Jangan tanya kemana Tante Risma, karena Mama Gibran itu sedari tadi hanya diam memperhatikan dua manusia didepannya. Sesekali bahkan Tante Risma mengabadikan momen itu lewat handphone nya. Kapan lagi kan melihat anaknya perhatian begitu, apalagi ini pada calon mantu. Berbunga-bunga rasanya hati Tante Risma menyaksikan itu.
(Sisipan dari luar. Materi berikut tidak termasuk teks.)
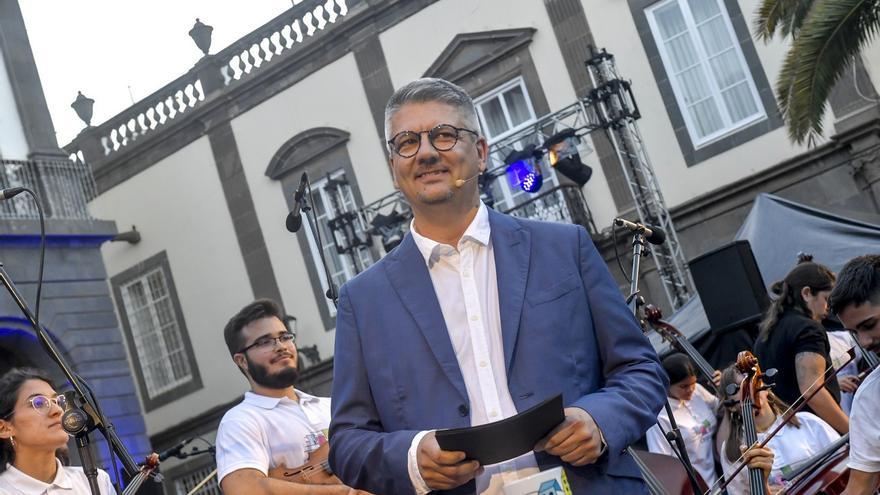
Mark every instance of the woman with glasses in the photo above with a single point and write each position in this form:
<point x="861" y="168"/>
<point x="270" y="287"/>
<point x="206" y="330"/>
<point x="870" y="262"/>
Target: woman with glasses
<point x="30" y="435"/>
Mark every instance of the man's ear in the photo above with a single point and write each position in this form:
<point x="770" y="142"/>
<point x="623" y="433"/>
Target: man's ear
<point x="241" y="362"/>
<point x="393" y="172"/>
<point x="806" y="291"/>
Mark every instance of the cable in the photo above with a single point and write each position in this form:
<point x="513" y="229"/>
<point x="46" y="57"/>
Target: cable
<point x="42" y="253"/>
<point x="617" y="253"/>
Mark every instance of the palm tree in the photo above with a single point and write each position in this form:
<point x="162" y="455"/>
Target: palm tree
<point x="826" y="36"/>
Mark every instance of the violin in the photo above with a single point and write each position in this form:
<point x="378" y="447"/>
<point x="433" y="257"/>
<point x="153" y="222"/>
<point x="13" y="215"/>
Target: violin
<point x="676" y="339"/>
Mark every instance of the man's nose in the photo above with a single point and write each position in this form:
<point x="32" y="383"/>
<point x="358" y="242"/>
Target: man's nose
<point x="426" y="155"/>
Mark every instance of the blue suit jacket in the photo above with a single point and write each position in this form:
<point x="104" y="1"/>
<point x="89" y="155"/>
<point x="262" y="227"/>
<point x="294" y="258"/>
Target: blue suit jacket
<point x="565" y="329"/>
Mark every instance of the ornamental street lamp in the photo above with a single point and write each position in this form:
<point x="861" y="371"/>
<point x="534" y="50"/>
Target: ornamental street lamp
<point x="83" y="105"/>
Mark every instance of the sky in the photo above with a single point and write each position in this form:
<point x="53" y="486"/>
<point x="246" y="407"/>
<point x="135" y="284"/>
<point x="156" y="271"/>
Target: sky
<point x="120" y="51"/>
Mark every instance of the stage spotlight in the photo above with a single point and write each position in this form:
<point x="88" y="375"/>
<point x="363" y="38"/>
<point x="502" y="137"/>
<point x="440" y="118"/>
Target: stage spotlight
<point x="523" y="170"/>
<point x="562" y="153"/>
<point x="390" y="227"/>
"Hmm hmm." Tante Risma pura-pura batuk agar Gibran dan Nela menyadari keberadaannya yang sempat dilupakan.

Nela dan Gibran melepaskan pelukan mereka, menoleh kearah Tante Risma dan merasa tidak enak, karena sudah melupakan keberadaan wanita baik hati itu. Nela mengulurkan tangan, meminta untuk dipeluk. Dengan senang hati, Tante Risma menghampiri Nela dan segera memeluknya erat.

"Manjanya calon menantu Tante kalau lagi sakit begini." Itu bukan sebuah sindiran. Mana mungkin Tante Risma tega menyindir Nela yang sudah dianggapnya seperti anak sendiri. Tante Risma mengecup sayang puncak kepala Nela. Nela hanya terkekeh mendengar ucapan Tante Risma, karena memang benar adanya seperti itu. Itulah mengapa, jika Nela sedang sakit begini dia butuh seseorang untuk menemani. Jika ada orangtuanya, pastilah dia tidak akan ditinggal barang sedikitpun. Tapi berhubung sekarang dia sudah beda kota dengan orangtuanya jadi Nela harus bersyukur karena ada keluarga Gibran yang bersedia menggantikan peran orangtuanya. Nela sangat bersyukur sekali dipertemukan bahkan sampai bisa menjadi calon menantu dari nyonya Risma Pramudya.

To be continued

Tante Risma nih keliatan sayang banget sama Nela gak sih. Sikapnya tuh kayak nganggap Nela seperti anak sendiri bukan lagi menantu.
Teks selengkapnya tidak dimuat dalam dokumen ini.